Avril 2022 aux États-Unis

Le BLS publie au début de chaque mois (le 6 mai pour avril 2022) les données de deux enquêtes, soit celles de la Household Survey (HS), l’équivalent de l’EPA canadienne auprès des ménages, et de l’Establishment Survey (ES), qui ressemble plus à l’Enquête sur l’emploi, la rémunération et les heures de travail (EERH) du Canada auprès des entreprises. Toutefois, les médias ne font à peu près jamais la distinction entre ces deux enquêtes et commentent uniquement la variation de l’emploi selon l’ES et le taux de chômage selon la HS. La couverture journalistique de la publication des données d’avril 2022 par le BLS n’a pas fait exception. Par exemple, cet article de La Presse (en fait de l’Agence France-Presse) mentionne que «les employeurs ont ajouté 428 000 nouveaux emplois à l’économie», sans préciser que la donnée sur l’emploi vient de l’ES (voir le premier nombre inscrit à la dernière colonne de ce tableau) et que «le taux de chômage est resté à 3,6 % proche de son niveau de février 2020 [3,5 %]», sans indiquer non plus que la donnée sur le taux de chômage vient de la HS (voir la septième ligne de cet autre tableau), laissant penser que ces données sont liées, alors qu’elles ne le sont pas. Et cela est particulièrement évident ce mois-ci!
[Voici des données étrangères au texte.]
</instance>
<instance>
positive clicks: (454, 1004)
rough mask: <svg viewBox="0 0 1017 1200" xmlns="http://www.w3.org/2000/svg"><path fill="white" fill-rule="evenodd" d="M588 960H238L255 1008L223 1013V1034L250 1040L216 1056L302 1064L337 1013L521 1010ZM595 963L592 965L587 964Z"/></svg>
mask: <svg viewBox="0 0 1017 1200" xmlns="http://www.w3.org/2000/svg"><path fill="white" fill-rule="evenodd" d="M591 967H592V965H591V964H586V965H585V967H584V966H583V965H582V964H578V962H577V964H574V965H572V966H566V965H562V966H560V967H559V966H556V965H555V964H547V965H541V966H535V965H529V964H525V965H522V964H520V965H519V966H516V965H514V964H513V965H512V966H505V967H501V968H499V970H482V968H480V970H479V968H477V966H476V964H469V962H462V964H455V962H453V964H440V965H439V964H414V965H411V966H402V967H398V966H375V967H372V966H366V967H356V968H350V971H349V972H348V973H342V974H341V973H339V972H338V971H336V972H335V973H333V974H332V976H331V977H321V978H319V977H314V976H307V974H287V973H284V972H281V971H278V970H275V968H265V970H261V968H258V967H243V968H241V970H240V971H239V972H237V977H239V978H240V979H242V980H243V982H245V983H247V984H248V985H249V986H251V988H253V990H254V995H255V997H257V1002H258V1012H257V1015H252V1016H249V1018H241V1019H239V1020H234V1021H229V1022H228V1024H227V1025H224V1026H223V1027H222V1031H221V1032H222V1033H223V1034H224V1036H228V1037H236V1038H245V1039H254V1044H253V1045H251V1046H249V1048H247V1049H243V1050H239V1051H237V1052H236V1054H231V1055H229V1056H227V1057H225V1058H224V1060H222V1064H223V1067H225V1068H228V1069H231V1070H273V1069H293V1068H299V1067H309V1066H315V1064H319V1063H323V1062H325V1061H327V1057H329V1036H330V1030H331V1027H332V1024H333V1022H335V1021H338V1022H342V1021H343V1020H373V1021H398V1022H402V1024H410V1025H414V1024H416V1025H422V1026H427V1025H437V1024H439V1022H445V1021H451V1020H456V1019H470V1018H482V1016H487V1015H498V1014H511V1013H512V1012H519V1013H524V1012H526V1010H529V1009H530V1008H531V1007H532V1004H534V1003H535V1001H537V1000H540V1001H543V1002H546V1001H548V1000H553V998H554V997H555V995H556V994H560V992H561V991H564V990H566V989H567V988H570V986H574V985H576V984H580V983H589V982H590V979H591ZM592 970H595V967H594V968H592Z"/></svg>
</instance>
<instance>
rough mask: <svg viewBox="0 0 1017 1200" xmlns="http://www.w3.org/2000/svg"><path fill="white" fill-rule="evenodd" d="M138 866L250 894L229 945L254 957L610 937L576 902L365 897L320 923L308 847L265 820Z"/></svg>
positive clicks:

– emploi, taux de chômage et activité

Alors que l’emploi a augmenté de 428 000 selon l’ES, il a au contraire diminué de 353 000 emplois selon la HS (voir le nombre à la quatrième ligne de la dernière colonne de ce tableau), soit un écart de 781 000 entre les deux estimations! Si on tient compte du fait que l’emploi de février 2022 selon l’ES a été révisé à la baisse de 36 000 et celui de mars 2022 de 3000, pour une révision totale de -39 000 emplois (première révision à la baisse depuis longtemps), on constate que le nombre d’emplois publié pour avril était plus élevé de 389 000 que celui publié pour février, ce qui diminue l’écart entre les deux estimations à quand même 742 000 emplois (+389 000 pour l’ES et -353 000 pour la HS). On peut en plus soustraire de cet écart la baisse de 132 000 travailleur.euses autonomes qui a été captée par la HS, mais pas par l’ES (qui ne porte que sur les salarié.es), ce qui fait passer l’écart du nombre de salarié.es à 610 000, écart qui demeure très élevé. Notons finalement que cette hausse de 428 000 emplois, ou même celle de 389 000 après les révisions des deux mois précédents, correspond pour le deuxième mois consécutif assez bien avec celle de 400 000 anticipée par les prévisionnistes. Leur prévision d’un maintien du taux de chômage à 3,6 % s’est réalisée, mais c’est étrange, car elle devait supposer une hausse de la population active (sinon le taux de chômage aurait baissé avec la hausse prévue de 400 000 emplois), alors que celle-ci a dû diminuer de 363 000 pour leur prévision soit juste (sans cette baisse, le nombre de chômeur aurait augmenté considérablement).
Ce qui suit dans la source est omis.